Ainsi qu’on le devine aisément, ce rôle d’enfant perdu de l’administration ne fut pas du goût de Montyon ; après avoir accepté, avec enthousiasme, l’avancement qu’on lui offrait, il se mit, sans découragement, sur le pied d’un homme qui ne borne pas son activité au rôle de consolateur officiel et distributeur de charités ; il s’attacha à transformer véritablement du tout au tout la province que jusqu’à présent on avait simplement songé à secourir. Un dessein aussi hardi supposait le courage et l’habileté de résister tour à tour aux ministres, à la noblesse, aux « communautés, » au peuple lui-même. C’est par les ministres que Montyon commença.

Le contrôleur général de l’époque se nommait Laverdy, ou de Laverdy, ou encore L’Averdy, suivant le soin et la manière que l’on prenait de l’anoblir.

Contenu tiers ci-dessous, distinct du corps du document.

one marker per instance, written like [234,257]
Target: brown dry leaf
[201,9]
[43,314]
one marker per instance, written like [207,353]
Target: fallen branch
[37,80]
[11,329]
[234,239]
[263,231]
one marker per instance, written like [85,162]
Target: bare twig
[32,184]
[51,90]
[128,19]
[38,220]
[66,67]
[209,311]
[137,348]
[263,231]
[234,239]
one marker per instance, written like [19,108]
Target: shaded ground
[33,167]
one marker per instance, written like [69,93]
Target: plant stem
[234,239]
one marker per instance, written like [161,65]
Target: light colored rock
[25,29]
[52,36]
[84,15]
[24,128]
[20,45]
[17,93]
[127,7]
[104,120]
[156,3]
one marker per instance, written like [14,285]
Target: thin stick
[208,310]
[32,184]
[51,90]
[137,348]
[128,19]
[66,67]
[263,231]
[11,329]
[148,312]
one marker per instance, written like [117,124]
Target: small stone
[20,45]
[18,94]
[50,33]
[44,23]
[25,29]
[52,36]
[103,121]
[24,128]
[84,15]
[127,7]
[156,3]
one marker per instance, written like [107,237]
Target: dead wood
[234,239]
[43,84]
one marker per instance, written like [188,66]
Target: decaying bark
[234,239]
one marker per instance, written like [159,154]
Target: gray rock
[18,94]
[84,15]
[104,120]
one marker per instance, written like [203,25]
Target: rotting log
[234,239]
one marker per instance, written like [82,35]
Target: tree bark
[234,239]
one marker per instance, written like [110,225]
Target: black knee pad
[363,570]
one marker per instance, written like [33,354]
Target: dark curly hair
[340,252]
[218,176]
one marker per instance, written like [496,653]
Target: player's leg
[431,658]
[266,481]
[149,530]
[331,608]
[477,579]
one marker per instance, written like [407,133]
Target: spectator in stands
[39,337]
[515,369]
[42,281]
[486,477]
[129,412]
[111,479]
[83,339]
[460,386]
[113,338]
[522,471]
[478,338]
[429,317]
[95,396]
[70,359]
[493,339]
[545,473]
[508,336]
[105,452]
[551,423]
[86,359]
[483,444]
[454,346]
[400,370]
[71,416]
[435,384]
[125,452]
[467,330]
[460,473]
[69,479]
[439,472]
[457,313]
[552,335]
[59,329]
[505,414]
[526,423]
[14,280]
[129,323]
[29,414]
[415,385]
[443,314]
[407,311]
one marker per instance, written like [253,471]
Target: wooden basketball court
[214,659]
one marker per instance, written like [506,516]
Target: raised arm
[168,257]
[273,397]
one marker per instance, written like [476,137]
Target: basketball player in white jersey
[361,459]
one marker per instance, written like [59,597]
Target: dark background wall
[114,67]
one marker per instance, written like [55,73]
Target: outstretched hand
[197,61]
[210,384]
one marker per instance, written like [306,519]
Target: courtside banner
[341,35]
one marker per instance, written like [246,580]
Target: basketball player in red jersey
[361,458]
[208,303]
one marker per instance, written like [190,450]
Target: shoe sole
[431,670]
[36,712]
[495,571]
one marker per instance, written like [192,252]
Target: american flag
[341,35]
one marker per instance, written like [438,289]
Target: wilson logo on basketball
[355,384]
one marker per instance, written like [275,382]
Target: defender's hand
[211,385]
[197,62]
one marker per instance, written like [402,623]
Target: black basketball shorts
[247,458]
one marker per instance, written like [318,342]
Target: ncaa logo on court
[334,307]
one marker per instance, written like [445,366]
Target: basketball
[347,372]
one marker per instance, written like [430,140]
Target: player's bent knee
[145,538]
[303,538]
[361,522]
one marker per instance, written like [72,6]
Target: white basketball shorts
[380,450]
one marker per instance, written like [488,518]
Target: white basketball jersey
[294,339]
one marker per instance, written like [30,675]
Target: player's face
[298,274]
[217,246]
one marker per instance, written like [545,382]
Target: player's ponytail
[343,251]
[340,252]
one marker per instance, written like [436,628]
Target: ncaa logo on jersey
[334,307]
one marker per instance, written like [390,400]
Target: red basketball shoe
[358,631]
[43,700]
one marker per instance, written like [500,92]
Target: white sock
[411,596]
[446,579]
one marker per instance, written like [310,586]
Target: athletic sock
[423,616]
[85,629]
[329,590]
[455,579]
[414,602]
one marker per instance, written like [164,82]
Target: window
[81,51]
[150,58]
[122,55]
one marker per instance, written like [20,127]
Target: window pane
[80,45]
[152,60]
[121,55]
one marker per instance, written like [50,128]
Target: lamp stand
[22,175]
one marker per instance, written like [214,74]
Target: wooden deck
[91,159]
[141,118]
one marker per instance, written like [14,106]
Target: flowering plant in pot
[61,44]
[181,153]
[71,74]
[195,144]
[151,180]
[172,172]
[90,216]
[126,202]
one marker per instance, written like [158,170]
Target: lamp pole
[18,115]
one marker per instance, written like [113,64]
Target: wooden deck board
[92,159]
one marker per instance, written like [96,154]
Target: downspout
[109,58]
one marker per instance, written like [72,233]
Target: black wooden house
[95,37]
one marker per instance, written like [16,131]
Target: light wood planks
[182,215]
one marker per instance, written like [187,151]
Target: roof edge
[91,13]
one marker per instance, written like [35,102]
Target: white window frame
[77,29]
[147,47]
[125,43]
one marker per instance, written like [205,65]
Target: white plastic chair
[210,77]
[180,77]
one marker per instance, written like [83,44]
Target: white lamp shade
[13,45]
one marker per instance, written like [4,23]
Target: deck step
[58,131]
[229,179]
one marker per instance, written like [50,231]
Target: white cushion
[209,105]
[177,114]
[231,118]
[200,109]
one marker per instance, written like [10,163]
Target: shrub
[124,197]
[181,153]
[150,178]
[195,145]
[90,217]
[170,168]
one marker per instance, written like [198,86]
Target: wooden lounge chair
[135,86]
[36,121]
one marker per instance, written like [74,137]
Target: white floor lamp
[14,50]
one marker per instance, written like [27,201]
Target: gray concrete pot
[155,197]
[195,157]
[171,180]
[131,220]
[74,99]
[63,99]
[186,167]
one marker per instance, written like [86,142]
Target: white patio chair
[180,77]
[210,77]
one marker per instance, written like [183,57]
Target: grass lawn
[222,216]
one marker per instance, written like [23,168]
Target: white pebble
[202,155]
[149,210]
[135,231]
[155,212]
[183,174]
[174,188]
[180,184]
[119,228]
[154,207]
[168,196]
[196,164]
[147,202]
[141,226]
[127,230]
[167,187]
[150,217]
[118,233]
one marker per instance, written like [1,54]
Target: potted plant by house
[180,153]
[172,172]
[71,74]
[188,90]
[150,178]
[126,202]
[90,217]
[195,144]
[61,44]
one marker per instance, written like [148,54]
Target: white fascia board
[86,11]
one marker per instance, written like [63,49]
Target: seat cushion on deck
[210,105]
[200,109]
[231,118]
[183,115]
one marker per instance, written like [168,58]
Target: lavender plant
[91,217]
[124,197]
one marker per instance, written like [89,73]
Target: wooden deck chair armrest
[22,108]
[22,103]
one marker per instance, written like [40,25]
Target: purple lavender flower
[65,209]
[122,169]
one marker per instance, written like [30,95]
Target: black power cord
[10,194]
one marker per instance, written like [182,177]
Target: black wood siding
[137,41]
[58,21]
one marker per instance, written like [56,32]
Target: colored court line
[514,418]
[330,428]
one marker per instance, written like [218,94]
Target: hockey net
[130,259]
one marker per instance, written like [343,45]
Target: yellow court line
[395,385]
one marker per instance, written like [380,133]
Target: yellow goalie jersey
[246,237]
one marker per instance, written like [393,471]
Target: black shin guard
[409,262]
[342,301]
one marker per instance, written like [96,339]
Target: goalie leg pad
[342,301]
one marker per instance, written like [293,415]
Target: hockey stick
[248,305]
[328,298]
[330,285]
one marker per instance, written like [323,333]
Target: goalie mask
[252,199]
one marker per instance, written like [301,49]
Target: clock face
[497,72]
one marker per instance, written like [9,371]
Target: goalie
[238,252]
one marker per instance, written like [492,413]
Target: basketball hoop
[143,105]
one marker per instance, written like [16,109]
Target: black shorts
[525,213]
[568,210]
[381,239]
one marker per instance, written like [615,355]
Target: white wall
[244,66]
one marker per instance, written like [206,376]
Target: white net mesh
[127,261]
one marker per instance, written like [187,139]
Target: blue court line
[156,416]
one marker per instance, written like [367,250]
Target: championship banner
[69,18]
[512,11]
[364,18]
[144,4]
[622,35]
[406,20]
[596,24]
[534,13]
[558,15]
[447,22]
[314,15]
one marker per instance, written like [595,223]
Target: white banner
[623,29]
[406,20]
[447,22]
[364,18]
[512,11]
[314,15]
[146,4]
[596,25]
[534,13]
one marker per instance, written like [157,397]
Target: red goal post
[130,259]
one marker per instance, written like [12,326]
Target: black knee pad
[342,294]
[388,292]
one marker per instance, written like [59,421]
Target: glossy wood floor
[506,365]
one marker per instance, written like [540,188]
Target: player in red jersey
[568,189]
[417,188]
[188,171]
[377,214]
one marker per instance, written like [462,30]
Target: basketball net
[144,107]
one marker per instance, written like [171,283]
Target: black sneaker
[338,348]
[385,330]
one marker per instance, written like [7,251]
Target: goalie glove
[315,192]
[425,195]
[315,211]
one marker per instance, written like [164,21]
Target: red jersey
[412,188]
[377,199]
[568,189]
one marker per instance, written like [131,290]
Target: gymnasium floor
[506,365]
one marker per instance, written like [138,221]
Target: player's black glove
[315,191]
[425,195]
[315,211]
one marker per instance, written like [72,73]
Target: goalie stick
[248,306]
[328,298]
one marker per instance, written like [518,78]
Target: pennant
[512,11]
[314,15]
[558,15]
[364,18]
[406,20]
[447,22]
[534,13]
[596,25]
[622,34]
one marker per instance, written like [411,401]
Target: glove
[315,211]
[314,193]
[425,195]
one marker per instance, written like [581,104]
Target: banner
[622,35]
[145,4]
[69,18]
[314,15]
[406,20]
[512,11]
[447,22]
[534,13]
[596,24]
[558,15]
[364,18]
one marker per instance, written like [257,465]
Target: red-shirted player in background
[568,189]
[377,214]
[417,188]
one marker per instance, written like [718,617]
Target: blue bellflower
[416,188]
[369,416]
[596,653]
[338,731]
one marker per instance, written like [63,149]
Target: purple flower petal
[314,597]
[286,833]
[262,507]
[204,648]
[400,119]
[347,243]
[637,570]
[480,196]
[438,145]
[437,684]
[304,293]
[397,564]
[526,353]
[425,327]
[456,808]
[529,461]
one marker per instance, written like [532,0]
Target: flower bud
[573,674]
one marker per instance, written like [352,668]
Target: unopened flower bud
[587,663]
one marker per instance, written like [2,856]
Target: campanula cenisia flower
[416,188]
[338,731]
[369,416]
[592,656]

Ancien conseiller au Parlement, il s’était enfoncé dans le parti de Choiseul ; il y passait pour un homme juste, sinon avisé ; le parti adverse le traitait couramment de janséniste, voire de républicain[1]. Montyon, toujours indépendant, a tourné vers lui cette pointe : « Le mérite de M. Laverdy auprès de M. le duc de Choiseul fut d’avoir, dans le parlement, attaqué vigoureusement les jésuites dont ce ministre provoquait la destruction ; mais on peut haïr les jésuites, les injurier, même les calomnier, sans avoir les qualités d’un grand ministre, et M. Laverdy le prouva[2]. »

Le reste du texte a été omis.